By Brent Walker
At a time of national tragedy, we should all be praying, grieving and supporting those who suffered grievous loss. Then we must have a conversation, even a debate, followed by action to make sure what we saw in Newtown does not happen again, or at least lessen the chances.
Thankfully, last weekend many pastors and religious leaders across the nation provided leadership that will help see us through. They took to their pulpits to provide guidance and words of hope to members of their congregations — many who came to worship with heavy hearts.
What we do not need, however, is for pundits — like Mike Huckabee no less — using those awful events to score political or journalistic points, especially when what is said is not true.
Last Friday, the former presidential candidate and Baptist preacher claimed that the murder of 26 students and teachers at a Newtown, Conn., elementary school was caused by the nation’s systematic removal of God from public schools. This is bad theology and a blatant misstatement of the important constitutional protections afforded to students in the public schools.
It is impossible for anyone to remove Almighty God from anywhere, including the public schools. God is never truant. He was there on Friday morning suffering with those killed and injured, embolding the many acts of heroism, rejoicing with the lives that were saved.

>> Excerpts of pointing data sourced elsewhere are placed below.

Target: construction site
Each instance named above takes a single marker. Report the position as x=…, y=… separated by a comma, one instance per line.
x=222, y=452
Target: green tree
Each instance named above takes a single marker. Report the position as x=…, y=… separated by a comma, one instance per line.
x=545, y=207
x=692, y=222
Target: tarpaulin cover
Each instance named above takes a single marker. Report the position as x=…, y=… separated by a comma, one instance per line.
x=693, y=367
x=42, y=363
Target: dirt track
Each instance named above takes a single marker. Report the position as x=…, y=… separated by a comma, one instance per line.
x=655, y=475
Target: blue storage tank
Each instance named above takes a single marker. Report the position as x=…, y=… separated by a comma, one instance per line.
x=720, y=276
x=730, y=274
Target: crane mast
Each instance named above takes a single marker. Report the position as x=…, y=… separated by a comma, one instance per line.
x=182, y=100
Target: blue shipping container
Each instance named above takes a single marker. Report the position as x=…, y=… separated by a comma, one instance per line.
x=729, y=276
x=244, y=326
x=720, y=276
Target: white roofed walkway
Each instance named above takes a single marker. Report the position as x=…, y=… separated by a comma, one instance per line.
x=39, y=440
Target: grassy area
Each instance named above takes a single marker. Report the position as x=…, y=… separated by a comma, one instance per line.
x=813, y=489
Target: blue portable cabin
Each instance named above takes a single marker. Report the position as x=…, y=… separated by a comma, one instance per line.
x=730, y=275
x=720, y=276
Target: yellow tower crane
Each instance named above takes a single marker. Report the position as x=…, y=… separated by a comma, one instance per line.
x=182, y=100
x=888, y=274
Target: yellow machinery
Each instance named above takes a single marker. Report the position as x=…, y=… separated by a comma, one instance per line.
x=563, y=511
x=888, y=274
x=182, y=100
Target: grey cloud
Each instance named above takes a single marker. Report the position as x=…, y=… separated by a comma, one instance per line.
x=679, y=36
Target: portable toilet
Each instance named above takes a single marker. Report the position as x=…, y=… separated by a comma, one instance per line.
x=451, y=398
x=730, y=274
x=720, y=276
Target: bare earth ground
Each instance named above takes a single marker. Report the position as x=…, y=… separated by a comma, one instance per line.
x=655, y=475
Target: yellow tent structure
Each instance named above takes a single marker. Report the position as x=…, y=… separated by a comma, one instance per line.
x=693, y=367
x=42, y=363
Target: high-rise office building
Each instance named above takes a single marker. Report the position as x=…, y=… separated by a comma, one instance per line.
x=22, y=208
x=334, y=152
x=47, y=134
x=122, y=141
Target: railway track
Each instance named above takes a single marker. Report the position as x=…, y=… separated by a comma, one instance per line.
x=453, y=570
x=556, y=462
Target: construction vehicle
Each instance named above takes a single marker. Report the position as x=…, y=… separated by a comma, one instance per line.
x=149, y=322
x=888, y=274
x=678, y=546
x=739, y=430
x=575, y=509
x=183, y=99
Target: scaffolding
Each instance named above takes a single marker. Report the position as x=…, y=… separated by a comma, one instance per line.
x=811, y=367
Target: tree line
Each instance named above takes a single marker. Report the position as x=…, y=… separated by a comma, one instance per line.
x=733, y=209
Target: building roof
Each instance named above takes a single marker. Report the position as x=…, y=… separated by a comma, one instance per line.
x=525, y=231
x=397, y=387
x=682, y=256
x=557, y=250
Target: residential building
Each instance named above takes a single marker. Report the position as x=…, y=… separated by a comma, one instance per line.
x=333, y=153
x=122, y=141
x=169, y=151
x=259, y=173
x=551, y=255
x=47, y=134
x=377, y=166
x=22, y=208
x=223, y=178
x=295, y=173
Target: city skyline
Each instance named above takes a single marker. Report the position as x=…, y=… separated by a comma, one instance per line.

It is true that state-sponsored religious exercises are not allowed in public schools, and properly so. But religion can be expressed — voluntarily and uncoercively — in dozens of ways by the students and even in the classroom.
In an effort to regain some credibility, Huckabee still maintains that we have “escorted God right out of our culture and marched him off the public square,” and that we only call upon God after a tragedy.
False again. We have no more banned God from our culture and public square than kicked him out of our public schools. And, certainly after a tragedy it is a particularly appropriate time to reach out to God for comfort and guidance, but our political culture and day-to-day public rhetoric is replete with references to God far more than in any industrialized country that I know.
We’ll never be able to explain what happened last Friday in Newtown — not politicians, not theologians, not social scientists. But, self-serving, simplistic and simply wrong explanations will not do.